By Cherian Thomas
Oct. 5 (Bloomberg) -- India's inflation unexpectedly accelerated for the first time in six weeks as prices of steel, chemicals and other manufactured products rose.
Wholesale prices increased 3.42 percent in the week ended Sept. 22, compared with a 3.23 percent gain in the previous week, the Ministry of Commerce & Industry said in New Delhi today. Analysts expected inflation to slow to 3.20 percent.
The Reserve Bank of India is concerned inflation may accelerate as record foreign investment has increased the cash available for commercial banks to lend. The central bank yesterday increased the limit on the sale of bonds this year to drain excess money supply and check price gains.
``Higher liquidity leads to inflationary pressure,'' said Dharmakirti Joshi, the Mumbai-based principal economist at rating company Crisil Ltd., the local unit of Standard & Poor's. ``The central bank would be looking at the upside risks to inflation. If the kind of inflows we have seen so far continues, they will have to raise the cash reserve ratio.''
India's central bank has been relying on the cash reserve ratio, or the proportion of deposits that lenders need to place with it as reserves, to curb bank lending and check consumer demand. It has raised it four times since December, which has helped slow loans growth and inflation.
Joshi expects the Reserve Bank to raise the ratio again as early as Oct. 30, the scheduled date for the central bank's next monetary policy announcement.
Bond Yields
Ten-year bonds declined, pushing the yield to a one-month high, after the central bank signaled it will sell more short- term debt, reducing the amount of funds available to buy existing securities. The yield on the benchmark 7.99 percent bond due July 2017 gained 2 basis points to 7.91 percent in Mumbai, the highest since Aug. 30, according to the central bank's trading system.

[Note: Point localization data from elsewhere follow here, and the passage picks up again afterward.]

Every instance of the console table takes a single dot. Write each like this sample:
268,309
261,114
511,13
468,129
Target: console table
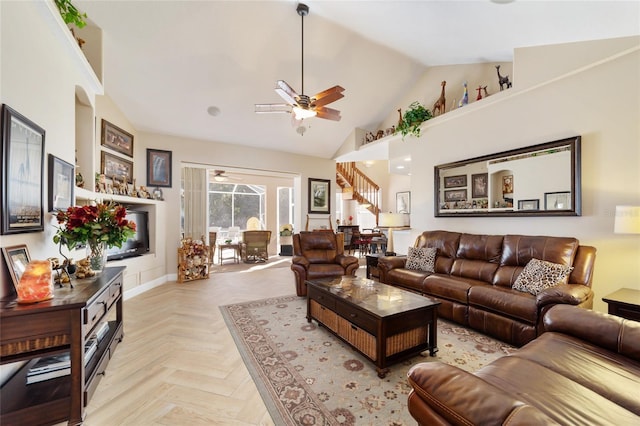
56,326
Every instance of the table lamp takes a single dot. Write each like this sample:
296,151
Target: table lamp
627,220
392,221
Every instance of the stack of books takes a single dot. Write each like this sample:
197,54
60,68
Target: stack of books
55,366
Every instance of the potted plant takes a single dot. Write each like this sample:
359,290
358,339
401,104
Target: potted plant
413,117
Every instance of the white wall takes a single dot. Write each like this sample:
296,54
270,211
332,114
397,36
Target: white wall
602,104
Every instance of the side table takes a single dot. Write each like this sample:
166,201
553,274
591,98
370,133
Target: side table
624,303
236,252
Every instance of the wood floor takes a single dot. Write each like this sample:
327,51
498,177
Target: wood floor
178,364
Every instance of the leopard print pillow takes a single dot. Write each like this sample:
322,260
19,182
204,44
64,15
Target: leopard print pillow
421,259
539,275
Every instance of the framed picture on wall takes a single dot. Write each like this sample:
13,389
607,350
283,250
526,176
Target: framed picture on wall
158,168
455,181
114,166
115,138
22,173
403,202
480,185
17,258
61,183
319,196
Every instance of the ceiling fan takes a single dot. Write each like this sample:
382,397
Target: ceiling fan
303,106
221,176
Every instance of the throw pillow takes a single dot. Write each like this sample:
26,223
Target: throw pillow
539,275
421,259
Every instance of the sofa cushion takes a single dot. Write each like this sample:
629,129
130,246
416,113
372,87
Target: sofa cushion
505,302
421,259
539,275
518,250
445,287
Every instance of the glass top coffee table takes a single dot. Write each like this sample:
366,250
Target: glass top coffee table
384,323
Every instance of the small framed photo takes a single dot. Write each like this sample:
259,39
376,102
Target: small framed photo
455,181
480,185
114,166
528,204
455,195
557,200
115,138
319,196
61,183
22,171
403,202
158,168
507,184
17,258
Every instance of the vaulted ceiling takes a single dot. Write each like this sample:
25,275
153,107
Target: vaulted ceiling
167,62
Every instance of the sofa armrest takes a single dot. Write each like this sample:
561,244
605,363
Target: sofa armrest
301,260
566,294
461,398
346,260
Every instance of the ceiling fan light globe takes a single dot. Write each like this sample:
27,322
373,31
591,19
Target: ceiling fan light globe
302,113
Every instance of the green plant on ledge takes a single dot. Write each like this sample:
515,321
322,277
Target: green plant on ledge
69,13
413,117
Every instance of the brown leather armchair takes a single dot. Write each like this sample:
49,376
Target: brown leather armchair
318,255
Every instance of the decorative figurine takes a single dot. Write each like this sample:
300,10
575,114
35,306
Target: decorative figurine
441,103
465,96
502,81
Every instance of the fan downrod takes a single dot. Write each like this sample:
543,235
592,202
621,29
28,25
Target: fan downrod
302,9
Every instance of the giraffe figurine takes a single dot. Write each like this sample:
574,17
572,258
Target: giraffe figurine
465,96
479,89
502,81
441,103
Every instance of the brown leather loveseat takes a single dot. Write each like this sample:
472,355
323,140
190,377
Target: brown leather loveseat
584,370
320,254
474,274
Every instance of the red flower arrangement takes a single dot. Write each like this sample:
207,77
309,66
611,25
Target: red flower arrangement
104,222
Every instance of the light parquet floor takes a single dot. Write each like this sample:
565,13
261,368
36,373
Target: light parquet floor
178,364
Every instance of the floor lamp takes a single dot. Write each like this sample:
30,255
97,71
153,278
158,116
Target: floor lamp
392,221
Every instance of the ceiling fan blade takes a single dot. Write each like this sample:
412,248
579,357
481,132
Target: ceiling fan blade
269,108
286,92
328,113
327,96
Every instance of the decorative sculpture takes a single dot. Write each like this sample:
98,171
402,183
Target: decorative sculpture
502,81
465,96
441,103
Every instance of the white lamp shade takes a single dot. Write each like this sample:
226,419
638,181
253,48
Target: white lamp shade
627,220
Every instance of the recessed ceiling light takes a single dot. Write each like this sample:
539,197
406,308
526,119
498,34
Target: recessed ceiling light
213,111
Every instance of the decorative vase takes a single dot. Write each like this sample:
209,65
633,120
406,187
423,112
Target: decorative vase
97,254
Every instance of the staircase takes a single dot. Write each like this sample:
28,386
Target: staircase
365,191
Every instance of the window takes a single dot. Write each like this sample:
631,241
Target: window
285,206
232,204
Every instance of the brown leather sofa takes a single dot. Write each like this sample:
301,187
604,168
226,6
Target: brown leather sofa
474,275
584,370
320,254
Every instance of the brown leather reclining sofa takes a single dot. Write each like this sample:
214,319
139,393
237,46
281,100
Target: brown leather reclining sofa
474,274
584,370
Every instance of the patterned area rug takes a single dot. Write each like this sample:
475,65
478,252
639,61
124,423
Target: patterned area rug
306,376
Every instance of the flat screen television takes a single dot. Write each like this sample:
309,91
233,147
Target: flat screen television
136,245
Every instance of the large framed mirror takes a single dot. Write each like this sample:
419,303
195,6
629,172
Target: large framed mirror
538,180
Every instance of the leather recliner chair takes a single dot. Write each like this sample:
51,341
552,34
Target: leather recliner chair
320,254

India and China, the two fastest-growing major economies, are restricting bank lending even as other central banks including the U.S. Federal Reserve and the Bank of England are either cutting their benchmark rates or keeping them on hold.
China raised interest rates on Sept. 14 for the fifth time since March to curb the fastest inflation since 1996. China is flooded with cash from a trade surplus that reached a record $161.8 billion in the first eight months of this year, pushing up consumer prices at twice the central bank's target pace and raising the risk of asset bubbles.

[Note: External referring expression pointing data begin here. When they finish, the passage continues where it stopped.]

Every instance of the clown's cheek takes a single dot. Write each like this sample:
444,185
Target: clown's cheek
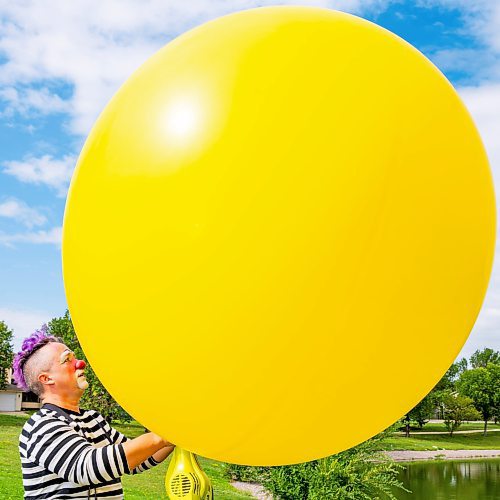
82,383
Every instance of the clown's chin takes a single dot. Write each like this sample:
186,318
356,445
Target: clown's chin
82,383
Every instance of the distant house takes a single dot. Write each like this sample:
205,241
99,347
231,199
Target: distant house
12,398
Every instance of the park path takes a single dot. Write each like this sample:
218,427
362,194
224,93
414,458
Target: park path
424,433
409,455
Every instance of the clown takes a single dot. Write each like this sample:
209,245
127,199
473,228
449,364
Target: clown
65,450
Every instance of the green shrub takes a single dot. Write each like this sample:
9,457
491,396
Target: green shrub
361,473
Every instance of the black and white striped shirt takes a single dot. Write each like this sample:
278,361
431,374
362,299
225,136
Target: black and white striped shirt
77,456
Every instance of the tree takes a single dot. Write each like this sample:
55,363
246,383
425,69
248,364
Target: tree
6,353
362,472
449,379
96,396
421,413
480,359
457,408
482,385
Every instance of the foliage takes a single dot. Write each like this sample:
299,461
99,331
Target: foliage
482,385
363,472
421,413
458,408
96,396
6,353
480,359
449,379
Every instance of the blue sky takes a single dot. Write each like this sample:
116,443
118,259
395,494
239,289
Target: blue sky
60,62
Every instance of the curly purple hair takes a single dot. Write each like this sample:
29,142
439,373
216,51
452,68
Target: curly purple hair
30,345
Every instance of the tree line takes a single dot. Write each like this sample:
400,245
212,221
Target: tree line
469,390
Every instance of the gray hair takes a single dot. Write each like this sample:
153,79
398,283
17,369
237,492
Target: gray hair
38,362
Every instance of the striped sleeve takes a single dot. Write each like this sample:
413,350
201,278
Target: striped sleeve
117,437
57,447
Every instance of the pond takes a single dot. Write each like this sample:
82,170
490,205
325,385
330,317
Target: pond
452,480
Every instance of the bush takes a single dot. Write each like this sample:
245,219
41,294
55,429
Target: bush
362,472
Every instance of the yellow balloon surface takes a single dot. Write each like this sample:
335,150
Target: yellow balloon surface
283,220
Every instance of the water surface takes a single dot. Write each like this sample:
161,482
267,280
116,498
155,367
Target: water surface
452,480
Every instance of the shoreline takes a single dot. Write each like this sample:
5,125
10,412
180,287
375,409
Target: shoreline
410,456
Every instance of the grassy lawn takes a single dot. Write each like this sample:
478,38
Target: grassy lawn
434,427
443,442
147,485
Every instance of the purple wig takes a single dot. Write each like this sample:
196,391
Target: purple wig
30,345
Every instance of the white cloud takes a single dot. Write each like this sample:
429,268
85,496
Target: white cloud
55,173
22,322
52,236
26,100
483,103
481,18
18,210
93,46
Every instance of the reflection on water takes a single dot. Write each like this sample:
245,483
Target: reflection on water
452,480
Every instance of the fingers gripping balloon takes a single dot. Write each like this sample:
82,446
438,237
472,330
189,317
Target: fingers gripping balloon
261,218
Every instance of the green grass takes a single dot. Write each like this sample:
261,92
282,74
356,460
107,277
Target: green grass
443,442
464,427
148,485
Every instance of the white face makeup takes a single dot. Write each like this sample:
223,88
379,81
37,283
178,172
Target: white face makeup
68,356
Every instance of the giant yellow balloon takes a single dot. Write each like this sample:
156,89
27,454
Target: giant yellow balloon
278,236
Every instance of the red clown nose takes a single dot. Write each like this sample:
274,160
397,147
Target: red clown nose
80,364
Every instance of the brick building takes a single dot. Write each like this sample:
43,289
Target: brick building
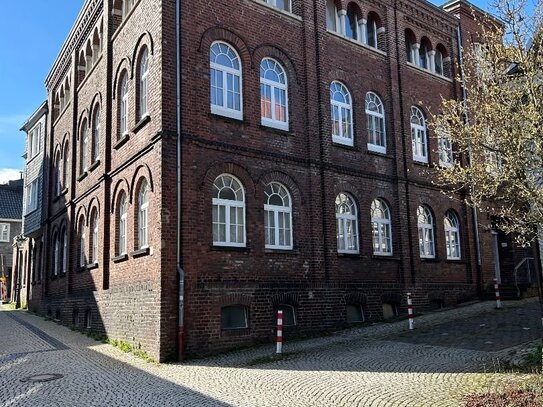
300,180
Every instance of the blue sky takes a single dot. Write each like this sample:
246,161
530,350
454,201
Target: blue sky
31,34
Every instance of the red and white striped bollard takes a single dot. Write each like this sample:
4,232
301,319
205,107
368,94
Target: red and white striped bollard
498,299
410,311
279,338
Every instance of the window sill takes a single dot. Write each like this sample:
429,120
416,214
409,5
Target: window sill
243,249
141,252
122,141
278,10
428,72
234,115
120,258
356,42
94,165
83,176
141,124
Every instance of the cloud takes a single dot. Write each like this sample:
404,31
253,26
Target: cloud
9,174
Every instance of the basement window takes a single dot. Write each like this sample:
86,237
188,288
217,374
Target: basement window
234,317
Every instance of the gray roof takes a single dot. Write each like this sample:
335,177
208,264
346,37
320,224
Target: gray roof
11,200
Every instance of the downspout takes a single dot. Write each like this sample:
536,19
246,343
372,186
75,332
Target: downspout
180,271
466,120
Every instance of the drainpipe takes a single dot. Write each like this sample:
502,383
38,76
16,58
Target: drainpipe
466,119
180,271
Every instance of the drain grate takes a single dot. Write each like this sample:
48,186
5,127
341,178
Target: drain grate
42,378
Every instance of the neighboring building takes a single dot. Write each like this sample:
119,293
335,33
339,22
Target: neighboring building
304,177
11,202
31,246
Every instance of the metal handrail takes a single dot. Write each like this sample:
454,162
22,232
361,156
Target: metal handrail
517,267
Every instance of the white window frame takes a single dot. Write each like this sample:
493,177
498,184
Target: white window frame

Overseas investors bought a net 5.75 billion rupees ($140.9 million) of Indian shares yesterday, taking their total equity purchases this year to a record $14.54 billion, the stock market regulator said.
Stocks, Rupee
Foreign share-buying has pushed stocks up 29 percent this year to near an all-time high, causing the rupee to jump 12 percent, the fastest gain in at least 33 years.
To stem the currency's gain and protect exports, which make up a third of India's economy, the central bank sold rupees worth $21 billion in the first four months of this fiscal year, almost equal to last year's entire sales, causing money supply to expand.

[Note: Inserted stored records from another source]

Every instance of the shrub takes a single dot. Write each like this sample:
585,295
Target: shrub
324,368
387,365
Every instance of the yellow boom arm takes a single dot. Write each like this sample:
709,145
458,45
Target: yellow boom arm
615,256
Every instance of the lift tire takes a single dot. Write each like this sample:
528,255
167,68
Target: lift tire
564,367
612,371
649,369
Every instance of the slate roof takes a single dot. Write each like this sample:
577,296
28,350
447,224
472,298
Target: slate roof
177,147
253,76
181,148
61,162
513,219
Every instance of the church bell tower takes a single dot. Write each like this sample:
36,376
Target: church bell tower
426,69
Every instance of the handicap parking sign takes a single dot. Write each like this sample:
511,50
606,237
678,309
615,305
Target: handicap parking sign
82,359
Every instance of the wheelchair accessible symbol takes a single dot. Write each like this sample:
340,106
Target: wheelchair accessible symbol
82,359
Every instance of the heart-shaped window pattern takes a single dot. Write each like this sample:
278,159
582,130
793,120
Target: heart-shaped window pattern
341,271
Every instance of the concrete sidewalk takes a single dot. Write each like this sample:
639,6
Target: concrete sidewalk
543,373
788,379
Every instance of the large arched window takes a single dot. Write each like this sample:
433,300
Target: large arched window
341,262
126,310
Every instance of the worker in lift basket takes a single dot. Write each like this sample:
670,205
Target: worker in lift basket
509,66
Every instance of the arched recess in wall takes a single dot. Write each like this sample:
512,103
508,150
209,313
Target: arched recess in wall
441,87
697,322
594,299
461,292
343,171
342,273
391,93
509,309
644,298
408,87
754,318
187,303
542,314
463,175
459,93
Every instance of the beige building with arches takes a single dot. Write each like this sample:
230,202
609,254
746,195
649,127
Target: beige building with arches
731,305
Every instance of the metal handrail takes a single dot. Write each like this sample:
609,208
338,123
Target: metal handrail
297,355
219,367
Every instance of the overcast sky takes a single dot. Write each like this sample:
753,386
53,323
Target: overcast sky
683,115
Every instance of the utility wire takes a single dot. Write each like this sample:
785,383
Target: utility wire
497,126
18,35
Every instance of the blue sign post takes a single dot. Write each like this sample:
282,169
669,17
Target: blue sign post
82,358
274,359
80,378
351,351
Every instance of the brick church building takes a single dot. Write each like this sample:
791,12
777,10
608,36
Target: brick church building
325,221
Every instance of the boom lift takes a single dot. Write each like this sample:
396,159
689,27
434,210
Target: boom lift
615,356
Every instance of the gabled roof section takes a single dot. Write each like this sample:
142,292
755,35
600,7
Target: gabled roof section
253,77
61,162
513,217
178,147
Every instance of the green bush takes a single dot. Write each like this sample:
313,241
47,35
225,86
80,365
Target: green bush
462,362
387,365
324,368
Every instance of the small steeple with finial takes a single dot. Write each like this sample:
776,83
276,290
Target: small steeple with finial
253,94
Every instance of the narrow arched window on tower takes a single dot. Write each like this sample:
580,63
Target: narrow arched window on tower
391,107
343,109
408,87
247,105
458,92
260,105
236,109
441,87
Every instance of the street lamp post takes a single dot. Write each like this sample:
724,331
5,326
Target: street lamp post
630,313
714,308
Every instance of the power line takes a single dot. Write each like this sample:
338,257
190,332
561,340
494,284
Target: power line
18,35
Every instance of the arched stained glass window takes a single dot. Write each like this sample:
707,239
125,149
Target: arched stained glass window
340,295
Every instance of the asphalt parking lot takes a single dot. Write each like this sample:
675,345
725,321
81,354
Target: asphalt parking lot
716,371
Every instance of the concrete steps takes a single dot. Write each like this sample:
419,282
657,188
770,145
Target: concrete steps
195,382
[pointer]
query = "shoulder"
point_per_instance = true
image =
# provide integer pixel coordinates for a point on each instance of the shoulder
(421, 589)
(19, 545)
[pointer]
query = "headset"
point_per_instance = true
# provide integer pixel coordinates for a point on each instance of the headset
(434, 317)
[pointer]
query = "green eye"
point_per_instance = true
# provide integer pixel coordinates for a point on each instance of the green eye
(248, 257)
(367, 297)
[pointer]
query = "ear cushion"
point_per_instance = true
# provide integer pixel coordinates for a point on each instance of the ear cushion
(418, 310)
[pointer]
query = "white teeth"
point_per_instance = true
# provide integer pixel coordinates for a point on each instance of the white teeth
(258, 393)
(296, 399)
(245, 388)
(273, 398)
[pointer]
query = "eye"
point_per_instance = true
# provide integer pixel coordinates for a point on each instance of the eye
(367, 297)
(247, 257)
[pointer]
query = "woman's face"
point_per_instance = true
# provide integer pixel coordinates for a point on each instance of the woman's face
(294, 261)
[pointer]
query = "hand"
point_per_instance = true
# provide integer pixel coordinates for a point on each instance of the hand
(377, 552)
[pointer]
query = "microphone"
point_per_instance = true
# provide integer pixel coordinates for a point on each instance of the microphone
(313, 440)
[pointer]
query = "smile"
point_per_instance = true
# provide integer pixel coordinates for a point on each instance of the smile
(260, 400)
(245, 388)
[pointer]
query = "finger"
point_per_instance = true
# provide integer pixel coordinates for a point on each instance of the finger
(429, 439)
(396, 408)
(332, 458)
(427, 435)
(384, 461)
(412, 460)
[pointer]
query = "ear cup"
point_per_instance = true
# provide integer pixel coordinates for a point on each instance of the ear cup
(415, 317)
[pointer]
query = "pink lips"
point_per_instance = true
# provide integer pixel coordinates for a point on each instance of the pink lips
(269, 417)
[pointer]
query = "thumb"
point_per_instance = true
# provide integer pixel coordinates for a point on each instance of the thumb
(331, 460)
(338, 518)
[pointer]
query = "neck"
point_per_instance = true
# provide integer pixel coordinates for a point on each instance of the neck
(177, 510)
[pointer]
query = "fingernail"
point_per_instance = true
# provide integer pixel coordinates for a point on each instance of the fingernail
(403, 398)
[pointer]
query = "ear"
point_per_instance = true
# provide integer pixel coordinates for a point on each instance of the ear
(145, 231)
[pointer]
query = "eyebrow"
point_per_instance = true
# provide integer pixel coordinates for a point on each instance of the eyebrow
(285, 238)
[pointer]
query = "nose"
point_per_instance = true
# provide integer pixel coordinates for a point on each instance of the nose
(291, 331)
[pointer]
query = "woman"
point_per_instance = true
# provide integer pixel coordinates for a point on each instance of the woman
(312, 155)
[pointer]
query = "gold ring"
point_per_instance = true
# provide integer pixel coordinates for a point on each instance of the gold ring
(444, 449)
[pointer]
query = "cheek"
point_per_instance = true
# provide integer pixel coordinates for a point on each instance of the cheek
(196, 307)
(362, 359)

The rupee rose 0.9 percent to 39.491 against the dollar this week at the 5 p.m close in Mumbai, according to data compiled by Bloomberg.
Foreign investors are buying shares and building factories in India to take advantage of the nation's record growth. South Asia's largest economy has grown an average 8.6 percent in the past four years.
India today revised the inflation rate for the week ended July 28 to 4.70 percent from 4.45 percent. The government revises the inflation rate after a delay of two months on additional price data.